Washington has called for justice in the case of the whistle-blowing rights lawyer.
The list has always been kept secret but is believed to include people involved in jailing and prosecuting Magnitsky as well as officials who have joined the Kremlin’s crackdown on Russians’ political rights.
“We will therefore use these and other available legal authorities to ensure that persons responsible for the maltreatment and death of Mr. Magnitsky are barred from traveling to the United States and doing business here,” the US official said.
Earlier on Friday, Moscow had warned Washington not to publish any blacklist of Russians tied to the case, and threatened to retaliate with its own public blacklist.
President Vladimir Putin’s spokesman Dmitry Peskov said the public naming could leave lasting damage on future ties between the two former Cold War foes.
“The appearance of some lists will unquestionably have a very negative impact on Russian-US bilateral relations,” news agencies quoted Peskov as saying.
He said that cooperation between the two sides would nonetheless continue on some issues should the list be published.

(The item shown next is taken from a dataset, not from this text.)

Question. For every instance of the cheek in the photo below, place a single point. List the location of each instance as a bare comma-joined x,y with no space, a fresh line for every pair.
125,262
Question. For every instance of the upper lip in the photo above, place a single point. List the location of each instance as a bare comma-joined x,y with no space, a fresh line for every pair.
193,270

“Even when under the weight of such possible negative events, and despite the damage these negative events cause, (our relations) still have numerous prospects for further development,” said Peskov.

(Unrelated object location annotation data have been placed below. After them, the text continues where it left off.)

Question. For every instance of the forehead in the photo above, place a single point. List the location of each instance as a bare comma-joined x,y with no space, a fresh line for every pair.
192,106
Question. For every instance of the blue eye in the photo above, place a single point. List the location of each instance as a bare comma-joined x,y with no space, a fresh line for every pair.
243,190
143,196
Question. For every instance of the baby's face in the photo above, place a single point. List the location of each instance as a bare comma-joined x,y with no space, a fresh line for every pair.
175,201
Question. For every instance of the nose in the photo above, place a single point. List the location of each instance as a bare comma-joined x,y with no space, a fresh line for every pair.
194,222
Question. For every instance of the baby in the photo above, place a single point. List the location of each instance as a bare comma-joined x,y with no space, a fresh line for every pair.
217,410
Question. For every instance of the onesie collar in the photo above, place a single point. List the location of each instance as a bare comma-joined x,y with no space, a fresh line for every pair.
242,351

“There will always be a lot of issues to discuss” he added.
Moscow reacted with anger when the Magnitsky Act was passed last year and in retaliation Russia’s parliament agreed legislation barring American families from adopting Russian children.
The Russian foreign ministry has since drawn up its own blacklist of US officials alleged to have committed human rights violations.
A former US senior commander at the Guantanamo base in Cuba where the United States keeps terror suspects has already been denied entry by Moscow in a highly publicized case.
Moscow also accuses Washington of inciting Russia’s recent anti-Putin protests and has recently launched a crackdown against non-governmental organizations with foreign funding.
Deputy Foreign Minister Sergei Ryabkov argued that it was Washington that should bear the blame for this deterioration in ties.
“We have said many times that this is all extremely destructive for our bilateral relations, that we would have never initiated such steps — our relations have enough problems as it is,” ITAR-TASS quoted Ryabkov as saying.
“But since the US side… decided to proceed in such a manner, we have had no choice but to respond.”
An unnamed Russian source told ITAR-TASS that Moscow’s counter-measures would be “symmetrical” and should be expected by Saturday.